Writing maxterms is the same but put a 0 for nonnegated literals and 1 for negated literals!

$A+B'+C'+D$ -> $0110$ -> maxterm 6.

For all numbers X:

Take minterm X.
Negate it.
Simplify with DeMorgan’s law.
Now you have maxterm X.
Negate it again.
Simplify with DeMorgan’s other law.
Now you have minterm X again.

aka, minterm X and maxterm X are duals of each other (where “dual” involves negating all literals)

Finding the negation of a minterm expansion

List all the minterms of F.
Write all the other minterms that don’t correspond to those numbers. For example, if $F(A,B,C)$ has minterms $m(0, 3, 4)$ , write $m(1, 2, 5, 6, 7)$ .
Now you have an expression equal to $F(A,B,C)'$ .

Dually for negating maxterm expansions.

You can also simply negate the minterm expansion and push the negation through DeMorgan’s laws, but then you’ll have a maxterm expansion instead :) (And dually.)

Converting minterm expansions to maxterm expansions

List all the minterms of F.
Write all the other maxterms that don’t correspond to those numbers. For example, if $F(A,B,C)$ has minterms $m(0, 3, 4)$ , write $M(1, 2, 5, 6, 7)$ .
Now you have an expression equal to $F(A, B, C)$ but written with maxterms instead of minterms.

Dually for maxterm -> minterm expansions.

Minimal sum-of-products/product-of-sums

Just because an expression is in SOP/POS form doesn’t mean it’s as simple as possible.
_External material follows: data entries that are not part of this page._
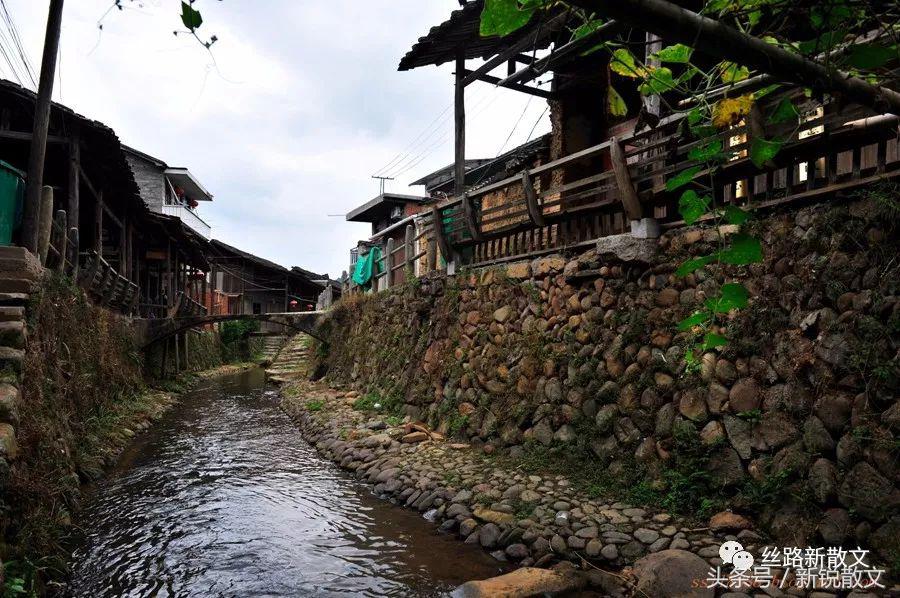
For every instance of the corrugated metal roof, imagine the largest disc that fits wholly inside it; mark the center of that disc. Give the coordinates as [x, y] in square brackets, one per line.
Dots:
[461, 30]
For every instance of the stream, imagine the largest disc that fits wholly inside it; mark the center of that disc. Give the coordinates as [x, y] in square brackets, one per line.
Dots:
[223, 497]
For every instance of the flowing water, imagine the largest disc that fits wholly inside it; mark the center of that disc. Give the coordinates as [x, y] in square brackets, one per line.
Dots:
[223, 497]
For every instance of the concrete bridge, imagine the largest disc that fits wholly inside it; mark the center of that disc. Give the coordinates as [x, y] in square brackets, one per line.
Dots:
[151, 330]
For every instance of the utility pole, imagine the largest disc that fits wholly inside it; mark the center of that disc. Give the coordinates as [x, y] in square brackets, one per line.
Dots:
[41, 125]
[381, 179]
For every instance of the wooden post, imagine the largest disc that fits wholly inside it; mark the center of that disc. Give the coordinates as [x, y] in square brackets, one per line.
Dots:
[98, 224]
[432, 255]
[38, 149]
[177, 355]
[409, 249]
[535, 212]
[165, 358]
[60, 243]
[440, 237]
[627, 194]
[123, 249]
[74, 178]
[45, 223]
[388, 263]
[459, 117]
[73, 247]
[471, 221]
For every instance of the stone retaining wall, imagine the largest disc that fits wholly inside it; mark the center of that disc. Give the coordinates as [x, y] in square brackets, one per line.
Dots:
[794, 422]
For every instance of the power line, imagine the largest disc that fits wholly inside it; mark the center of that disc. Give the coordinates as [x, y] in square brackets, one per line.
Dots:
[17, 42]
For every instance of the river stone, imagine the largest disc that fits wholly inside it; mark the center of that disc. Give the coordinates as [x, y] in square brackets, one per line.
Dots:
[488, 535]
[467, 527]
[671, 574]
[492, 516]
[868, 492]
[557, 544]
[517, 551]
[523, 583]
[647, 536]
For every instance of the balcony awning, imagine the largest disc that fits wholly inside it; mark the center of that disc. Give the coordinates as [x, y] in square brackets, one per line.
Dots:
[182, 177]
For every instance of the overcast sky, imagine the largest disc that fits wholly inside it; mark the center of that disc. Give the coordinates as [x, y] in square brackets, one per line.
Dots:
[303, 104]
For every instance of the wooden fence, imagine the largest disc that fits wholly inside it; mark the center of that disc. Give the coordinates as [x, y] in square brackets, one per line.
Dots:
[623, 179]
[105, 285]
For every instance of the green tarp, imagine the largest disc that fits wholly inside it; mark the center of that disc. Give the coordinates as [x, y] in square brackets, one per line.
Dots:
[12, 193]
[367, 266]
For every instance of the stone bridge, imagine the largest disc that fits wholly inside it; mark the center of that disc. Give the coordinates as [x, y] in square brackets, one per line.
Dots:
[151, 330]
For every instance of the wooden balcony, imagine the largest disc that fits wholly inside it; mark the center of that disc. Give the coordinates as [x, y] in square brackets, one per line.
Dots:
[598, 191]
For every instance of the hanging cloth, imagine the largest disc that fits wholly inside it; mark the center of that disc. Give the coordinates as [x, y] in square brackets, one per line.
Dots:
[367, 266]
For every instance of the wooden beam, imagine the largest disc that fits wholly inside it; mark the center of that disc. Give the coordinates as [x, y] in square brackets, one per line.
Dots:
[74, 179]
[459, 119]
[535, 212]
[627, 193]
[23, 136]
[526, 43]
[471, 221]
[676, 24]
[440, 237]
[541, 93]
[538, 67]
[98, 195]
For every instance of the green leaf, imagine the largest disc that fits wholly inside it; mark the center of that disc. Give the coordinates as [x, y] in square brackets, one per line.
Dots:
[761, 93]
[871, 56]
[733, 72]
[624, 63]
[658, 80]
[679, 53]
[711, 341]
[682, 178]
[615, 105]
[691, 206]
[783, 112]
[709, 151]
[763, 150]
[743, 250]
[697, 319]
[693, 265]
[190, 17]
[733, 295]
[502, 17]
[735, 215]
[586, 29]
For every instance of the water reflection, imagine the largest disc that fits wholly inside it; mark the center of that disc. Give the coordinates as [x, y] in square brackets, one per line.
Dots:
[223, 498]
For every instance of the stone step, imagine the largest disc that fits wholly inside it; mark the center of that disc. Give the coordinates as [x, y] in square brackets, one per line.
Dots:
[16, 285]
[11, 313]
[13, 299]
[18, 262]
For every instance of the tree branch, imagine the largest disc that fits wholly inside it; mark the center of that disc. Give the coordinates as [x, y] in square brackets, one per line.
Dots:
[677, 24]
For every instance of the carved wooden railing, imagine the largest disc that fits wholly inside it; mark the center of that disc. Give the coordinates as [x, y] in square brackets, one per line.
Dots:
[541, 210]
[105, 285]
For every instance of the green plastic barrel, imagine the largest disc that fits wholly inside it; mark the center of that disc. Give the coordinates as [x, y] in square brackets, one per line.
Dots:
[12, 195]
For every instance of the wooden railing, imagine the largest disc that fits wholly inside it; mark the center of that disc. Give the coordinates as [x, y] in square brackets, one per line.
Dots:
[186, 306]
[105, 285]
[542, 210]
[62, 254]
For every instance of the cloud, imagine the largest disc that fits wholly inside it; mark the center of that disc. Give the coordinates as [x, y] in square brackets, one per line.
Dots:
[301, 104]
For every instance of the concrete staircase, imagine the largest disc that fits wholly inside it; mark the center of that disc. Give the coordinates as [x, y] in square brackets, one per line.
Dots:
[20, 274]
[293, 362]
[271, 346]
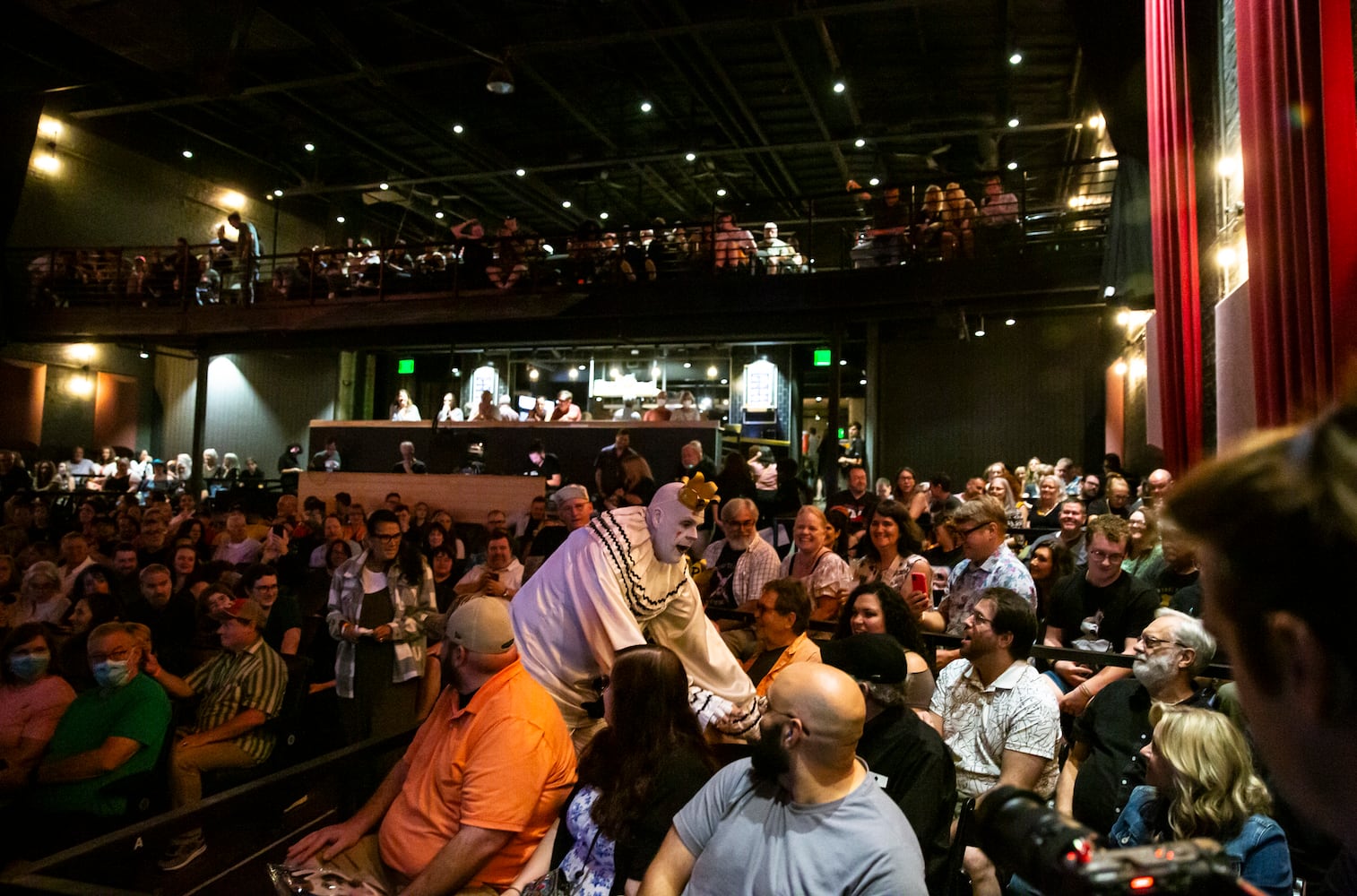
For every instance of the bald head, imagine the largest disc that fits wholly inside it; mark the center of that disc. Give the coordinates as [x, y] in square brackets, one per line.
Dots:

For example, it’s possible to simplify $(ABC)+(A'BC)$ to just $BC$ because the value of A doesn’t matter (unity).

Sidenote: Why bother?

In electrical circuits, it’s easy to negate inputs.
It’s also easy to build OR gates and it’s not too difficult to build AND gates.
“Sum of products form” corresponds to a handful of AND gates (one per minterm) and a big OR gate at the end. “Product of sums form” corresponds to handful of OR gates (one per maxterm) and a big AND gate at the end.
Every Boolean expression can be written as sums-of-products or products-of-sums where the only negations you need are in the inputs. Thus, it’s possible to realize any Boolean function with these tools.
Simplifying the expression first means you need fewer gates, which will be more efficient!